Monday, November 14, 2005

Is Evolution Intelligent Design?


Is Evolution Intelligent Design?
Also, is intelligent design evolving?

A rainbow can be described in different ways. It's a colorful rainbow, but it's also just light refracting through water droplets.

This analogy can apply to our bodies as well. Are we just complex electrochemical reactions, or intelligent human beings with consciousness and feelings?

Take this analogy farther and think about processes that developed the great variety of life on this planet.

Is it just stuff like interacting molecules, random chance and natural selection or is it intelligent?

I believe it can be both.

The rainbow is both "rainbow" and "water droplets." We are both "biochemical reactions" and "human beings." The natural processes that lead to our existence are both "mechanical," in some ways, and "intelligent" in other ways.

A related question might be. "What is intelligence?"

Some folks might wonder if those of us who ponder these questions are truly intelligent. Of course, being intelligent is not necessarily the same thing as being pragmatic.

Some people say that the Earth, itself, is intelligent. The Earth could even be conscious.

Why not? It's a complex system, like our bodies.

Can an ecosystem, or a forest, be conscious? How about a nation or economy?

Sometimes these things are said to "take on lives of their own."

How about the house remodling project you might be working on? These are often said to "take on lives of their own."

Where does one draw the line in calling something intelligent? Does a line have to be drawn?

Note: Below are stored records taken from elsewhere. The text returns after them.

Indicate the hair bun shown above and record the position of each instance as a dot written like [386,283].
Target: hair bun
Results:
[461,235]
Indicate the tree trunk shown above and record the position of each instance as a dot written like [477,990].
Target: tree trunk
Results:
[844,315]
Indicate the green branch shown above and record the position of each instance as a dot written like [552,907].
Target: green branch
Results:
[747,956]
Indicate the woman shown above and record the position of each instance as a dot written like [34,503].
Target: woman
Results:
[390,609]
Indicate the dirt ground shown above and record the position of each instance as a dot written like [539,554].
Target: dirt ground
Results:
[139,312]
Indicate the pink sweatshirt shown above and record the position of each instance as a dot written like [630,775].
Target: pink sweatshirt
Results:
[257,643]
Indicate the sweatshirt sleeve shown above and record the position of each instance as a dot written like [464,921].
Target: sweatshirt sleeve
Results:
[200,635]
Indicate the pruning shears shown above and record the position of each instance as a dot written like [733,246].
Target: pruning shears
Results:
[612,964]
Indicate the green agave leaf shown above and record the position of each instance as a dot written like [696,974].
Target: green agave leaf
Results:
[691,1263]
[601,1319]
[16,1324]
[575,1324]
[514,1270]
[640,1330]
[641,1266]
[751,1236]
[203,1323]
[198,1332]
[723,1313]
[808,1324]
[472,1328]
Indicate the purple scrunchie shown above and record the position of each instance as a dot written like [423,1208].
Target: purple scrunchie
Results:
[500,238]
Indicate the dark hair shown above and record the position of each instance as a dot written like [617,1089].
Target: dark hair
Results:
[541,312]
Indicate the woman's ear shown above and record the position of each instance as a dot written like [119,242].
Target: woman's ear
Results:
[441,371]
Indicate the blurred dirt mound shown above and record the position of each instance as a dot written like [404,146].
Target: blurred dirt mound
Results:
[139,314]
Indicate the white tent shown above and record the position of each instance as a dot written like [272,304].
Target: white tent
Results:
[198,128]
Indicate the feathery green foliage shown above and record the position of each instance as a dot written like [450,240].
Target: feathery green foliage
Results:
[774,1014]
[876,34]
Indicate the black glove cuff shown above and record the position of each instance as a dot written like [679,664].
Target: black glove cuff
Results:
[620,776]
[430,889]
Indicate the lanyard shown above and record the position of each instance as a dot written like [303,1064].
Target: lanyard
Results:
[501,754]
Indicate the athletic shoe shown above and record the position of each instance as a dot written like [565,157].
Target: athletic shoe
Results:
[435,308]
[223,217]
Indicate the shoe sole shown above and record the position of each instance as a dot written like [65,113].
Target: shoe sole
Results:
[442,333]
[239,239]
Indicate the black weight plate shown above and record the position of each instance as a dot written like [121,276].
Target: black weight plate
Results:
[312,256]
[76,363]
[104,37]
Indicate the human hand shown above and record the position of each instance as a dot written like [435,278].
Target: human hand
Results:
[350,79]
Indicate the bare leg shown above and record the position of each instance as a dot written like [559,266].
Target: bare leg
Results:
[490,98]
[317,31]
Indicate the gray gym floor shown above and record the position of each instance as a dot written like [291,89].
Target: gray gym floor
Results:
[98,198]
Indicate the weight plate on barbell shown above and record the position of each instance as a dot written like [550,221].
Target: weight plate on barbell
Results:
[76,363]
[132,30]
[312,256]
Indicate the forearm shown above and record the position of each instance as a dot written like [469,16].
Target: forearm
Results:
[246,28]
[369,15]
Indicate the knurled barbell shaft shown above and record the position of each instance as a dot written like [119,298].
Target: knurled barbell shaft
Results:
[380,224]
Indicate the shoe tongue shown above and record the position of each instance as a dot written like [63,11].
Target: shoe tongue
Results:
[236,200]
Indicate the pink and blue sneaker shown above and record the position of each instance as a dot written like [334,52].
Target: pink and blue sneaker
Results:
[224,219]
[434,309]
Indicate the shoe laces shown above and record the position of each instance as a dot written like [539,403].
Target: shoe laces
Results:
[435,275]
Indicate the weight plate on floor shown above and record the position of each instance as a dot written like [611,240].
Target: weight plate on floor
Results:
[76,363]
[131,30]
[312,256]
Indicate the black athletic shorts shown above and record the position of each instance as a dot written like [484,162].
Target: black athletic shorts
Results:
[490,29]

Then there is the entire universe. Maybe it's intelligent.

Evolutionary theories and intelligence need not conflict.

This doesn't really answer the question about what should be taught in biology classes. It's just my thinking that what is currently taught, in it's mechanical workings, can also be intelligent. Possibly it's more intelligent than so called "intelligent design" curriculum; what ever that is.

I admit that I just took biology 101, but I was amazed at how the molecules in a cell just happen to be in the right places at the right times for the cell to work. It's truly amazing how this all fits together. No one had to mention a God for me to get the feeling of awe.

That doesn't mean I don't believe in something people could call a God. It's just that my biology class didn't have to mention it for me to be awestruck by the intelligence and the intricacy of it all.

Similar to seeing a rainbow. I didn't have to learn about that beauty in a Sunday school room.

Not that I didn't learn some valuable things in Sunday school rooms as well.

The whole picture seems intelligent, to me, but at the same time it seems to work like some machine.

It can be both.

Maybe the reality of this question can even be influenced by the observer's "frame of reference." Look at the rainbow from one angle and it's a rainbow. Change angles and it disappears into mere water droplets.

Reality, influenced by the observer. A difficult concept for most of our rigid minds to fathom.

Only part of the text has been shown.